Ron Gatrelle gatrelle at tils-ttr.org
Fri Apr 13 03:44:29 EDT 2001


A tail to tell.

When I got to church Wednesday night one of the men of the church had
brought a female H. cecropia he had found that day while working on a
commercial air-conditioning job. He had placed the specimen in a Styrofoam
take-out food box. (It is amazing how consistent non lepidopterists are at
putting specimens into containers where they can beat their wings to
shreds.)
However, in this case only the tip of one wing had gotten damaged. He
hadn't even knocked off any legs.

Taking a sheet of typing paper I made a large triangle envelope and placed
her inside for safe keeping till I could get it home. Of course, I
instructed the man and several others who had gathered around by this time,
on the correct way to make envelopes to protect leps from damage.

When we got home I took her out and placed her on the inside of the front
screen door. Seeing that she was not going to settle down and stay there I
offered my finger for a ride to  -  well I wasn't sure where. Well, for
some reason she took an immediate liking to my finger and started laying
eggs on it. I had my 12 year old daughter get the flash light and go
outside and get a sprig of Sweet Gum. She went to the twig fine and I
affixed it to a stable place in my "bug room" and turned off the light.

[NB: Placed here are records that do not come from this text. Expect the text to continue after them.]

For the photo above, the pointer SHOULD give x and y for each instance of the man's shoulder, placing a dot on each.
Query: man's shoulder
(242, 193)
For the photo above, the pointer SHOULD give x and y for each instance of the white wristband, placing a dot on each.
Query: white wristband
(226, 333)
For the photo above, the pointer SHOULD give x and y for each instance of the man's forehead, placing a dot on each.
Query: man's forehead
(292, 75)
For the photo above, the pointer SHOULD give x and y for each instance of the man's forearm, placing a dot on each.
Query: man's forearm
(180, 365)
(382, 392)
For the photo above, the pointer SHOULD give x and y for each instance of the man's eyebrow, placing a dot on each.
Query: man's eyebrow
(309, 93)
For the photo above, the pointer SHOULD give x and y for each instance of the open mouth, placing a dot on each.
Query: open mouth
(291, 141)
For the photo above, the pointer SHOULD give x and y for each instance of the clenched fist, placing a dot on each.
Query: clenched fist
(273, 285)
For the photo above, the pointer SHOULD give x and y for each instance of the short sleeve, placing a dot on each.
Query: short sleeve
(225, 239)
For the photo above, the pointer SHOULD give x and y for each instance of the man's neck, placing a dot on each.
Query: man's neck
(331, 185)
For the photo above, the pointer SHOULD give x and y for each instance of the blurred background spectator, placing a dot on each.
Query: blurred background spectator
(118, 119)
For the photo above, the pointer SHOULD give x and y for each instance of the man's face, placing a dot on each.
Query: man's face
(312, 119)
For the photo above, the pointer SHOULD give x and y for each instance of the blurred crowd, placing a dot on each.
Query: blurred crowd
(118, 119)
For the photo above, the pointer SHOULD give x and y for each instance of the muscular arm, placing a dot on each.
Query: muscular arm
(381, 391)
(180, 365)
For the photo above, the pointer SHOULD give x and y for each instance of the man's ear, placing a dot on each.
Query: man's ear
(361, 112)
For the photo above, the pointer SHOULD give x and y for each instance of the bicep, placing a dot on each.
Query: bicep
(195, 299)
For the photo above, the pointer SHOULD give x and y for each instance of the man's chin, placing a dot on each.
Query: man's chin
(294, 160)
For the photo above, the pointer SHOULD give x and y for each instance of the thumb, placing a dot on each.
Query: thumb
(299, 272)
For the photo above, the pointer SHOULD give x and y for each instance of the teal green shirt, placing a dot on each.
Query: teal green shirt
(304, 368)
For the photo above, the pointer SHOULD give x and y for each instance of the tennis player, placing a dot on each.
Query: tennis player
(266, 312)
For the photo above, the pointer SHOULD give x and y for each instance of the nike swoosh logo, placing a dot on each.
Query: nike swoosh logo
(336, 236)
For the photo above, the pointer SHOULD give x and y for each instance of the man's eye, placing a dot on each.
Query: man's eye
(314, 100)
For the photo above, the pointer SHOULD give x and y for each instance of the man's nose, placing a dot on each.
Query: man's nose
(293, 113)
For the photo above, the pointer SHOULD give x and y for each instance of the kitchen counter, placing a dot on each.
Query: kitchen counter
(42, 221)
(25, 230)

My daughter and I then went outside to try and catch the Bull Frog 20 feet
outside our bedroom windows that had been keeping us awake all night for
about three weeks. (This was about our 459th try at catching it.) We had
barely gotten outside when my if-it-moves-don't-bring-it-in-the-house wife
informed us that "that thing" was now loose in the kitchen. We came right
in and found that cecropia had come to rest at the top of an open kitchen
cabinet door - and was busy laying more eggs - on it. This of course was
totally disgusting to my wife (who I try to keep away from my daughter in
matters like this so as not to instill fear in her about every creature
capable of movement - which is anything alive).

We finally got cecropia in a rearing cage and all the eggs pealed off and
into a rearing container. Next day cecropia had laid about 70 eggs (which
is plenty for rearing) and we released her outside.

Now I am remembering when we reared a batch of Regal Moths some years back.
The wife said they were horned devils (having never heard their common
name). They looked like 4+ inch long masterpieces to me. The thing that
bothered her the most was listening to them chew three rooms away at night.
That and the constant tink, tink, tinking, of frass dropping on the
container floor. I just hope she never gives me the ultimatum that it is
the bugs or her. I think you all understand who would have to go.